Sob os ladrilhos vermelhos da Ethno House de Miodrag Nikolic, as comunidades que se ignoravam ou que se enfrentavam noutras partes reúnem-se agora em paz total ao redor de carnes assadas, pimentas e rakija, um álcool típico dos Balcãs.
"Ninguém quer problemas no meu restaurante. Acreditem ou não, em 12 anos nenhum copo foi quebrado aqui e não acredito que nenhum restaurante do mundo possa dizer o mesmo", disse Nikolic à AFP.
O negócio de Nikolic está localizado em Gračanica, um subúrbio da capital Pristina, numa área sérvia deste jovem país onde os albaneses kosovares, predominante muçulmanos, são maioria.
A centenas de metros está um mosteiro do século XIV muito importante para os sérvios ortodoxos, que consideram Kosovo como o berço da sua nação, apesar da independência de 2008.
Miodrag Nikolic instalou-se ali após a guerra que colocou em lados opostos no final dos anos 1990 a guerrilha kosovar e o Exército sérvio. 13.000 pessoas morreram, na sua maioria albaneses kosovares.
Este conflito terminou depois de uma campanha de bombardeios aéreos da NATO, na primavera (norte) de 1999, que obrigou as forças sérvias a paralisarem os combates.
Os sérvios do Kosovo abandonaram o país ou instalaram-se em alguns enclaves sérvios, frequentemente perto de igrejas e mosteiros.
As tensões não acabaram e frequentemente eclodem confrontos. As tentativas de diálogo entre o Kosovo e a Sérvia, que nunca reconheceu a independência da sua ex-província, fracassam regularmente.
Pimentas e tapeçarias
Nikolic, antigo proprietário de um hotel em Pristina, instalou-se em Gračanica e obteve um terreno onde começou a sonhar em criar um restaurante e um hotel.
Os amigos e a família não viam com bons olhos o investimento, reconhece 25 anos depois, convencido de que o tempo deu-lhe razão.
Durante anos percorreu o Kosovo onde visitou pequenos povoados, casas abandonadas e abrigos em ruínas para trazer dali diversos objetos que agora dão ao seu restaurante um toque particular.
Por detrás da sua pesada porta de madeira, os muros de azulejo vermelho do restaurante abrigam um pequeno museu, decorados com tapetes tradicionais, pimentas secas, fuzis enferrujados e ferramentas agrícolas descartadas.

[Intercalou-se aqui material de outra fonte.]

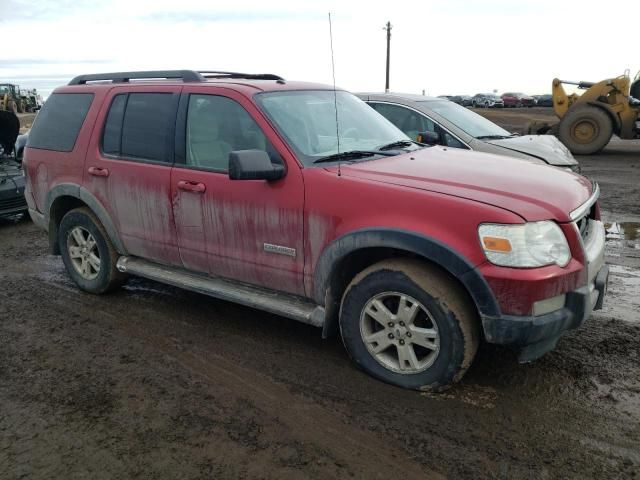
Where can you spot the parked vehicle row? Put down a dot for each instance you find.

"Alguns amigos disseram-me que os pratos estavam deliciosos, em especial os assados. É por isso que estou aqui", disse Zeqir Shjodra, empresário de 56 anos de Pristina que visita pela primeira vez o local.

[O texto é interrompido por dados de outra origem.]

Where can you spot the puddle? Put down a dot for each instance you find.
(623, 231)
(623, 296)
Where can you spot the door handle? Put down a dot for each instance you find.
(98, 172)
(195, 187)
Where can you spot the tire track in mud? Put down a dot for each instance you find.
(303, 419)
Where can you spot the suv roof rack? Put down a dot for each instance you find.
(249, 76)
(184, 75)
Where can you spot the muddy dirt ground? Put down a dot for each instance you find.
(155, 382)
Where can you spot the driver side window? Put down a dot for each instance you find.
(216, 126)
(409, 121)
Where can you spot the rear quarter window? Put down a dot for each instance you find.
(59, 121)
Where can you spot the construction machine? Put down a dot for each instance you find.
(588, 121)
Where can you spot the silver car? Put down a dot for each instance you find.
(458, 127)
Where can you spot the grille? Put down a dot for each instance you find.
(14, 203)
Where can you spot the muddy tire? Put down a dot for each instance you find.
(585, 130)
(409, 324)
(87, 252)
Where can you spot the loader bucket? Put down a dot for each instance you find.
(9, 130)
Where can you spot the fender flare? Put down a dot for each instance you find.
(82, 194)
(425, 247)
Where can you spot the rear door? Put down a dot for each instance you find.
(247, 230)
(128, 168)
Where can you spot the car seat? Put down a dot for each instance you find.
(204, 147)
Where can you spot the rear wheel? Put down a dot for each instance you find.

"Não há problema aqui", assegura.
A maioria dos empregados de mesa é de origem sérvia, mas muitos dominam bastante o albanês para fazer os pedidos e brincar com os clientes albaneses kosovares.
"É algo que conservarão para a vida toda", celebra o proprietário. "Até mesmo para fora do restaurante, quando se encontrarem com albaneses nas lojas ou na estrada" poderão comunicar.
Feito com amor
A diversidade de Kosovo, que às vezes causa divisões, também é o que torna a sua culinária interessante, como no resto dos Balcãs.
Refletindo a variedade regional, o cardápio varia de sabores transmitidos durante a ocupação otomana a pratos mais próximos das tradições da Europa Central.
As salsichas, as carnes assadas, o avjar - um puré de pimentas no coração da cozinha dos Balcãs - e os queijos são servidos com muitos digestivos e amplas cestas de pão fresco.
"Tudo é feito com o coração e eu não poupo em nada. Se a receita diz uma colher de creme de leite, coloco duas", disse Miodrag Nikolic.
"Este restaurante tem alma. E é feito de tal forma que podemos viajar no tempo", diz Goran Marinkovic, de origem sérvia.
"As pessoas vêm aqui para desfrutar de uma comida deliciosa, de um serviço de qualidade e de um belo local. Isso reúne-nos", explica Igor Trajkovic, um empregado de mesa. "Aqui esquecemo-nos do que se passa do lado de fora, a política e tudo o resto".
"Sentimo-nos bem, relaxados", acrescenta Marinkovic. E diz que "a reconciliação pode vir do estômago".